Interrogée, dimanche 9 avril, sur les propos tenus une semaine plus tôt par Florian Philippot, qui avait affirmé son opposition à la reconnaissance de la responsabilité de la France dans la rafle du Vélodrome d'hiver le 16 juillet 1942, Marine Le Pen a affirmé qu'elle pensait «que la France n'est pas responsable du Vél d'Hiv»: «Je pense que de manière générale, plus généralement d'ailleurs, s'il y a des responsables, c'est ceux qui étaient au pouvoir à l'époque, ce n'est pas LA France. Ce n'est pas LA France», a-t-elle ajouté, déplorant que la France ait «été malmenée dans les esprits depuis des années» et qu'on ait «appris à nos enfants qu'ils avaient toutes les raisons de la critiquer, de n'en voir peut-être que les aspects historiques les plus sombres».

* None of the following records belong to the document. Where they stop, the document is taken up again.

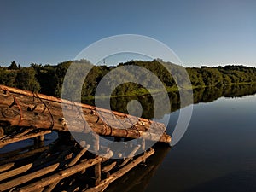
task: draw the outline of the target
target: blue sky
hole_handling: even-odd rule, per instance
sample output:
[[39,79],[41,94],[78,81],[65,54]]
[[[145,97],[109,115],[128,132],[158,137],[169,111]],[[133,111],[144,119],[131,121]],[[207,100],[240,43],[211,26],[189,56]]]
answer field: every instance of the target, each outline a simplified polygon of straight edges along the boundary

En tenant ces propos, Marine Le Pen, qui espère s'installer en mai à l'Élysée, rompt avec la position adoptée par les trois derniers présidents de la République. Le 16 juillet 1995, Jacques Chirac avait déclaré, lors du 53e anniversaire de la rafle, lors de laquelle 13.000 Juifs étrangers, dont 4.000 enfants, avaient été arrêtés: «Il est, dans la vie d'une nation, des moments qui blessent la mémoire, et l'idée que l'on se fait de son pays. [...] Oui, la folie criminelle de l'occupant a été secondée par des Français, par l'État français. [...] La France, patrie des Lumières et des Droits de l'Homme, terre d'accueil et d'asile, la France, ce jour-là, accomplissait l'irréparable. Manquant à sa parole, elle livrait ses protégés à leurs bourreaux.» En 2007, Nicolas Sarkozy avait déclaré qu'il n'y avait «rien à retrancher et rien à rajouter au très bon discours» de son prédécesseur, suivi par François Fillon qui, à la même époque, déclarait: «Oui, la France [a] prêté la main aux actes commis par Vichy contre les Juifs». En 2012, François Hollande avait appuyé la position de Jacques Chirac en assénant que «la vérité, c'est que le crime fut commis en France, par la France» et que «pas un soldat allemand, pas un seul, ne fut mobilisé pour l'ensemble de cette opération».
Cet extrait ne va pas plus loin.